Additional examples abound of teachers and administrators engaging in socialist activities inside and outside classrooms. For instance, Jesse Sharkey, president of the Chicago Teachers Union, is a member of the International Socialist Organization. He even moderated two panels at the 2018 Socialism Conference in Chicago. Other participants on the panel have been linked to the ISO and Democratic Socialists of America, the largest socialist organization in the United States.

During the 2018 West Virginia teachers strike, Zac Corrigan, a member of the International Youth and Students for Social Equality, called for “living wages,” single-payer health care, a government-run universal jobs guarantee program, and the need for getting students—your children—more involved in teachers’ union activities.

Many parents recognize that something is amiss in the government-run school system, but they feel trapped because they cannot afford to transfer their child to a private school or don’t have the time or money to homeschool.

It doesn’t have to be that way, however. Parents can break this broken model by demanding universal education choice, which can best be provided through a universal education savings account program.

ESAs allow parents to remove their children from socialist classrooms by providing them with a tax-free account that can be used to pay for education-related expenses at other public schools, private schools, or even for homeschooling. ESAs, which are funded using the money already allotted for public schools, would empower parents to enroll their children in schools that teach our nation’s founding principles of freedom, self-reliance and limited government.

Giving parents and students education freedom would finally bring robust competition to the education sphere, forcing government-run schools to rethink the wisdom of maintaining their socialist-driven curriculum programs, including those linked to Common Core.

The best way to stop the march toward socialism in the United States is to provide all parents the opportunity to choose the educational path that most aligns with their values.

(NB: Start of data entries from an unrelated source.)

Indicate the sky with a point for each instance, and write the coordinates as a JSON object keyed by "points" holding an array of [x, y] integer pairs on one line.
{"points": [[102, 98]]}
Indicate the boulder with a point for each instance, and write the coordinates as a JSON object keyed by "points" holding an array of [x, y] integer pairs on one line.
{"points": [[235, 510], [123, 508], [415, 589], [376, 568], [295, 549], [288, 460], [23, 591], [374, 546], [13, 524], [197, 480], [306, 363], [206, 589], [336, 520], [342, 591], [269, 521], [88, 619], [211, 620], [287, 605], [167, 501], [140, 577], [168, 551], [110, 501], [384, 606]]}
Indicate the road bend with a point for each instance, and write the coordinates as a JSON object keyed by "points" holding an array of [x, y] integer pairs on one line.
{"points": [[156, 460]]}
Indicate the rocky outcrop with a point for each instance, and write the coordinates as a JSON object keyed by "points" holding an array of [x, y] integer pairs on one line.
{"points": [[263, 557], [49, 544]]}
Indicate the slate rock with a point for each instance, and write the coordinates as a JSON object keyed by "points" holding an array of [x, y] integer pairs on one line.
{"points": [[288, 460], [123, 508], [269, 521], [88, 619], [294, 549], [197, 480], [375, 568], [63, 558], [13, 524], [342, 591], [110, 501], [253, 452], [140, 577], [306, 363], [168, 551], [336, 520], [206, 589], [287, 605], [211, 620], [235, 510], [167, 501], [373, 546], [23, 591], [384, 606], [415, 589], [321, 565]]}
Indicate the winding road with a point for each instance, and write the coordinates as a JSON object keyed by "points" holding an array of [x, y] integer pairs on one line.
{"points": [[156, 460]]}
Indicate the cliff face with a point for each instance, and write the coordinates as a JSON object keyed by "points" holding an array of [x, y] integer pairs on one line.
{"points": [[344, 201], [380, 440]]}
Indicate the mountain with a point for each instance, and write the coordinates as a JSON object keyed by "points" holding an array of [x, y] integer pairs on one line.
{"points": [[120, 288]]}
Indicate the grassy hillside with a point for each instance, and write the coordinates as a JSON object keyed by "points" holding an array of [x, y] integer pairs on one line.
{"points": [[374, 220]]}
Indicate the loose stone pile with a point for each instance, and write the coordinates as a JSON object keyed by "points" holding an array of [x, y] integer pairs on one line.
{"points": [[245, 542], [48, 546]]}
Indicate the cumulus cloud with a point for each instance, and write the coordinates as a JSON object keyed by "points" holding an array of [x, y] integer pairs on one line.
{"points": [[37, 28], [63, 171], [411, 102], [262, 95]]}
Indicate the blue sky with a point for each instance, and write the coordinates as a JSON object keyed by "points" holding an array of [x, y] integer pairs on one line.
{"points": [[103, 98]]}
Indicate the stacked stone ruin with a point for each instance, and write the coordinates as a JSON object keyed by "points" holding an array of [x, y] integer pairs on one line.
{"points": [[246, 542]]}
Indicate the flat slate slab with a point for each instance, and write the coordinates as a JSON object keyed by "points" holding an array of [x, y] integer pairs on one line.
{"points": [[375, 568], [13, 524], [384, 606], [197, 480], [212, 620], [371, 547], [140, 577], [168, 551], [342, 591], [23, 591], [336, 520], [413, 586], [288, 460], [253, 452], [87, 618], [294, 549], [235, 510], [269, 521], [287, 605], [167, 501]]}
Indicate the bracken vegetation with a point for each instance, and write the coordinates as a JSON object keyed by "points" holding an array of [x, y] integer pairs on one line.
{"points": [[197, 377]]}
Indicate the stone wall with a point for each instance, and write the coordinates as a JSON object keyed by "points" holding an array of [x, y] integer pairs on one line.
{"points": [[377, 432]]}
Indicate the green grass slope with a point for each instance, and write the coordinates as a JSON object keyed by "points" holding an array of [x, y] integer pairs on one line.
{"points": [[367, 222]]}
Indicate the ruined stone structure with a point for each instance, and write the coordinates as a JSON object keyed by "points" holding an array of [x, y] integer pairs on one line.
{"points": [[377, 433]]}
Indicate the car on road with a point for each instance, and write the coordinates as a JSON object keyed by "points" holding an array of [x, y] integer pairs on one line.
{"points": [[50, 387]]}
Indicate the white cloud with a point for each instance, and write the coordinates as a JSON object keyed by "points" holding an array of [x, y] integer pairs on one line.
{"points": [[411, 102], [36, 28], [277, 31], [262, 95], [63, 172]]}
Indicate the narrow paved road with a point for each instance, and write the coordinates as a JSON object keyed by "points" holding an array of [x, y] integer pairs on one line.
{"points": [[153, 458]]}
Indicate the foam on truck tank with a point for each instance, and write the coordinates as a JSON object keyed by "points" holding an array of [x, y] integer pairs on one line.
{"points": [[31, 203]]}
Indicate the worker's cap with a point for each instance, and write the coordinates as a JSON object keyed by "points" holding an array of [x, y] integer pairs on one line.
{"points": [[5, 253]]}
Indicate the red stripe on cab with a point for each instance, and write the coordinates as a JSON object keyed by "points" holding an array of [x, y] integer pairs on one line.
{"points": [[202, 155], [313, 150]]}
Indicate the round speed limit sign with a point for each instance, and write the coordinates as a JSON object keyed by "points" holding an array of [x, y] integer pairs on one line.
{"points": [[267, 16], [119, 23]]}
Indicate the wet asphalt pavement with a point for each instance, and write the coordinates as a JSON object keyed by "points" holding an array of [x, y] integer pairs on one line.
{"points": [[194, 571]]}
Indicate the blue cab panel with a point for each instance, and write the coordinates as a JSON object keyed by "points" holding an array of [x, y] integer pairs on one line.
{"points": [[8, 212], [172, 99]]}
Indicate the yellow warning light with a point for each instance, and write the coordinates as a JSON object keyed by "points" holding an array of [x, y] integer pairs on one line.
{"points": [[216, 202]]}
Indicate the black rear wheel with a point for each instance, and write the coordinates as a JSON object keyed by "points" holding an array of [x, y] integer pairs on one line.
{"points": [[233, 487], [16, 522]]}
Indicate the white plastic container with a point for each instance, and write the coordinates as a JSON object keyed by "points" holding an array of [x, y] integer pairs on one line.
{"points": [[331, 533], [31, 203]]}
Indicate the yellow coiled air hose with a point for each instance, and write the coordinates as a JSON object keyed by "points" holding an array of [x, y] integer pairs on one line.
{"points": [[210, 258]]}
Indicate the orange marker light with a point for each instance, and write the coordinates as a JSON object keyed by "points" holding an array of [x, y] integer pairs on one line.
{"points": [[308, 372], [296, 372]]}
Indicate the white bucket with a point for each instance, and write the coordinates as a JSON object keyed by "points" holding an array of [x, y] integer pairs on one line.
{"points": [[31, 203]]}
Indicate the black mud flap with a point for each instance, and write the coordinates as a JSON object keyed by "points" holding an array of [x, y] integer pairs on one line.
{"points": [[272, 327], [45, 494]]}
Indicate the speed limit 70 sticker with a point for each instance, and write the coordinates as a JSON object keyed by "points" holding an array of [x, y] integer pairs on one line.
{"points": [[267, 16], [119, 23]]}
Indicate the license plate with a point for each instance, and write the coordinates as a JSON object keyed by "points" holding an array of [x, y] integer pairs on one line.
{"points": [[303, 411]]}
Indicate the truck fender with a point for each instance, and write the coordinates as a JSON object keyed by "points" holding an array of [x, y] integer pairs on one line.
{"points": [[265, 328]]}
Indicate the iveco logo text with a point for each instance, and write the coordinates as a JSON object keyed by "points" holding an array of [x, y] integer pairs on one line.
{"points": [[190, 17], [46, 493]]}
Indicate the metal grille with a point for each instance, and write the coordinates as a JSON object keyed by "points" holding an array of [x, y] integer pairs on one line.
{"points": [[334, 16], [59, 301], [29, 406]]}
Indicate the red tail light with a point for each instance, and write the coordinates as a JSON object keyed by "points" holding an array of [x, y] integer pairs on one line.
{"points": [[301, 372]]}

Until parents have the freedom to choose their children’s education, students will be unable to escape these socialist indoctrination centers.

As President Ronald Reagan so eloquently warned us: “Freedom is never more than one generation away from extinction. We didn’t pass it on to our children in the bloodstream. The only way they can inherit the freedom we have known is if we fight for it.”

The fate of freedom hangs in the balance. Unless Americans demand education freedom, Reagan’s warning will become reality: “you and I may well spend our sunset years telling our children and our children’s children what it once was like in America when men were free.”